1. an act of bidding farewell or taking leave.
2. an utterance, oration, or the like, given in bidding farewell or taking leave; valedictory.

Origin:

1605–15; < Latin valedictiōn- (stem of valedictiō ), equivalent to valedict ( us ), past participle of valedīcere ( vale farewell + dictus, past participle of dīcere to say) + -iōn- -ion


Today’s aphorism

Dealing with backstabbers, there was one thing I learned. They’re only powerful when you got your back turned.

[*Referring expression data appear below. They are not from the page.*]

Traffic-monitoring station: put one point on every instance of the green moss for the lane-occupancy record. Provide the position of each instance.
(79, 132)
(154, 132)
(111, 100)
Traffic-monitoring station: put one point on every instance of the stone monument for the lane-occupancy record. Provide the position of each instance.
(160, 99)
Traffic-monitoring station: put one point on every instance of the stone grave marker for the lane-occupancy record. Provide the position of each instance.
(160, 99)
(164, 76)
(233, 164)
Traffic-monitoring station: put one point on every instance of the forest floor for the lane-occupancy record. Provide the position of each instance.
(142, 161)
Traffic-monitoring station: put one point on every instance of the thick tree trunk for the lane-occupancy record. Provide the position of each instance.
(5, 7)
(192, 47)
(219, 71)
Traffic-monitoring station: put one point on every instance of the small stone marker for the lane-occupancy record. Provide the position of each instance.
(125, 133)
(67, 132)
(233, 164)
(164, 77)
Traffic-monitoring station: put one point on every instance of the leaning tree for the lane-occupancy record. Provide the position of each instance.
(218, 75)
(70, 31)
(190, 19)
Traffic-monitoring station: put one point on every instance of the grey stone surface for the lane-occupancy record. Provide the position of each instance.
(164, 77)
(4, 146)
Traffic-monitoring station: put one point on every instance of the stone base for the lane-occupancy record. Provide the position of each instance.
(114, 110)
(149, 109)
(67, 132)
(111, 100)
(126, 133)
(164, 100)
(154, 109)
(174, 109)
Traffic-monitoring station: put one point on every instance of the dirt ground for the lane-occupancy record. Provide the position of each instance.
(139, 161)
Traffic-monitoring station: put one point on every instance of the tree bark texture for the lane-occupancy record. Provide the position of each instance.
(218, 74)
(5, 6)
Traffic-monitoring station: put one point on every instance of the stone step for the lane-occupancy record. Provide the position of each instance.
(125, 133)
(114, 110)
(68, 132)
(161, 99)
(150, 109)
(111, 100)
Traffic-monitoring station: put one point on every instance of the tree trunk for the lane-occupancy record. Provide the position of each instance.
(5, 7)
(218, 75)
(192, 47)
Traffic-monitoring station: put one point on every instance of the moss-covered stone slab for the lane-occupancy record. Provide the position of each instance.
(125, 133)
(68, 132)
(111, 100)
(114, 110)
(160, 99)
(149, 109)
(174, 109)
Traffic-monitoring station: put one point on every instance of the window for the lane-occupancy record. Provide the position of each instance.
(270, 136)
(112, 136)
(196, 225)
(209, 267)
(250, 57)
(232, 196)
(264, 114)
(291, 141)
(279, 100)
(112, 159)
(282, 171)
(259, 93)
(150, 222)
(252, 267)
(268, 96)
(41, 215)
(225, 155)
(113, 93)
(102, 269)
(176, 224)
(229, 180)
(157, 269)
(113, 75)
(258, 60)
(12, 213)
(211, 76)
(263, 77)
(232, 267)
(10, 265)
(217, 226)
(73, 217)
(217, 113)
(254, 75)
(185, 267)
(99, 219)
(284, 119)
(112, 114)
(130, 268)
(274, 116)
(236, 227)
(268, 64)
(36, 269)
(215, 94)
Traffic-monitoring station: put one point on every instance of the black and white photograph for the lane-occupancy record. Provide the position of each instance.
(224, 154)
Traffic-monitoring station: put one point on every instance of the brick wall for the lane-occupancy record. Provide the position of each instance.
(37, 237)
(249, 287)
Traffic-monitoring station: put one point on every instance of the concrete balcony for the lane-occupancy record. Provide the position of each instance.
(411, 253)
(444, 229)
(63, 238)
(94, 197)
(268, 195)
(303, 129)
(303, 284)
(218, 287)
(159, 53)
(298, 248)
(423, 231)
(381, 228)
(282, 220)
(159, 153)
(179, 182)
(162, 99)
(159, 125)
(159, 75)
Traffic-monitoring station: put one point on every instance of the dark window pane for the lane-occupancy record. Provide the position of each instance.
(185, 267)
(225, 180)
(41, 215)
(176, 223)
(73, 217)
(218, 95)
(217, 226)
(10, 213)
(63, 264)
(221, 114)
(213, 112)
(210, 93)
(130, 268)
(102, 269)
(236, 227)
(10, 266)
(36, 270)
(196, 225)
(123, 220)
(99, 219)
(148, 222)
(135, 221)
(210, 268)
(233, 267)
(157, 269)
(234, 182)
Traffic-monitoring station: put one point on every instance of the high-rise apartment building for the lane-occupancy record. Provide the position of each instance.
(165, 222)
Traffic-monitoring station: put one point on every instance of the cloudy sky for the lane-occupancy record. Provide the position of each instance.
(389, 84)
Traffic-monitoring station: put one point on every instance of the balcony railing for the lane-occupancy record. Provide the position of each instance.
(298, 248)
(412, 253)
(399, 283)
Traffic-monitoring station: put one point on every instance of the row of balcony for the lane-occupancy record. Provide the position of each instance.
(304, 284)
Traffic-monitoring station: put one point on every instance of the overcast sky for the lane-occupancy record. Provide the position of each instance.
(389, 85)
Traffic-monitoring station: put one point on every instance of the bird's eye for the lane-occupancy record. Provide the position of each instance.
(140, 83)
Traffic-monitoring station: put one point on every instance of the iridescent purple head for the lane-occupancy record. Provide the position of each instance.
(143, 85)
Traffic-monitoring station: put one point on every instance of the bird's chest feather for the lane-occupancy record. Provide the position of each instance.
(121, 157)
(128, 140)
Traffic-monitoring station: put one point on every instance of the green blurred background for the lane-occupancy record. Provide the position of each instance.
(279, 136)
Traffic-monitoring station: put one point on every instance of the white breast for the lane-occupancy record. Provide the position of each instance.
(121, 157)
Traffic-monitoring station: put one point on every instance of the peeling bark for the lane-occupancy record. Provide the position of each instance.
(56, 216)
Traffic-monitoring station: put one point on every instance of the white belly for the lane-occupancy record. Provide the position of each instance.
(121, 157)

– Eminem (Marshall Mathers III)


On this day

12 November 1927 – Josef Stalin takes full control of the Soviet Union after Leon Trotsky was expelled from the Communist Party a few weeks earlier.

12 November 1944 – sinking of the German battleship, Tirpitz. The Allies had tried for two years to sink the ship. Finally, 32 British Lancaster bombers attack and sink the ship.

12 November 1990 – Swiss computer scientist, Tim Berners-Lee, inventor of the World Wide Web, publishes a formal proposal for hyper-text transfer, this followed his proposal for Information Management, published in March 1989. On 25 December 1990, he makes the world’s first successful communication between a hyper-text transfer protocol (HTTP) client and a server; and the world wide web is born. He is director of the World Wide Web Consortium (W3C) which oversees the ongoing development of the world-wide web.